KEP4664: Guarantee PodDisruptionBudget When Preemption Happens #4665

AxeZhan · 2024-05-25T14:29:34Z

One-line PR description: Guarantee PodDisruptionBudget When Preemption Happens.

Issue link: Guarantee PodDisruptionBudget When Preemption Happens #4664

Other comments:
This is the first pr for Guarantee PodDisruptionBudget When Preemption Happens #4664. But notice that Guarantee PodDisruptionBudget When Preemption Happens #4664 is only taking over Guarantee PodDisruptionBudget When Preemption Happens #3280. That's why this pr only contains a few updates on the design details(Most part of it has already been reviewed and approved)

AxeZhan · 2024-05-25T14:59:10Z

keps/sig-scheduling/4664-guarantee-pdb-when-preemption-happens/README.md

@@ -369,15 +369,11 @@ when selecting victims.
 - if the priority of the preemptor is greater than or equal to the value of `AllowDisruptionByPriorityGreaterThanOrEqual` in victim pod, 
  the implementation will remain consistent with the existing behavior, meaning that the scheduler will try to select victims whose PDBs 
  are not violated by preemption, but if no such victims are found, preemption will still happen and lower priority pods will be preempted 
-  via the `/evictions` endpoint despite their PDBs being violated.

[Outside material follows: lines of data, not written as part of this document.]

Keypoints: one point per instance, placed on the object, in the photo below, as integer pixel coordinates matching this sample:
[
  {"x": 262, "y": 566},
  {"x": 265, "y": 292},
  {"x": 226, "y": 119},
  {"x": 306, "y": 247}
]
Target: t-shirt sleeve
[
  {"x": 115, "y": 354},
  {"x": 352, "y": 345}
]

If the `/eviction` endpoint returns a response `429 Too Many Requests`
-  and the scheduler will fallback to deletion as an alternative.
+  using the client-go's delete method.


This part is confusing to me. Are we tring to introduce /evictions endpoint in this KEP ?

IIRC, we don't using eviction in preemption right now. https://github.com/kubernetes/kubernetes/blob/4a668bcf143c0652882d2e59051dcf0cd843c24c/pkg/scheduler/util/utils.go#L137

Besides, I don't think we should use /evictions endpoint here.
During the preemption, we'll separate victims into two parts: nonViolatingCandidates, violatingCandidates.

Since we already know in advance which pods' deletion would violate the PDB.

Using eviction on nonViolatingCandidates will equal to delete it directly(?)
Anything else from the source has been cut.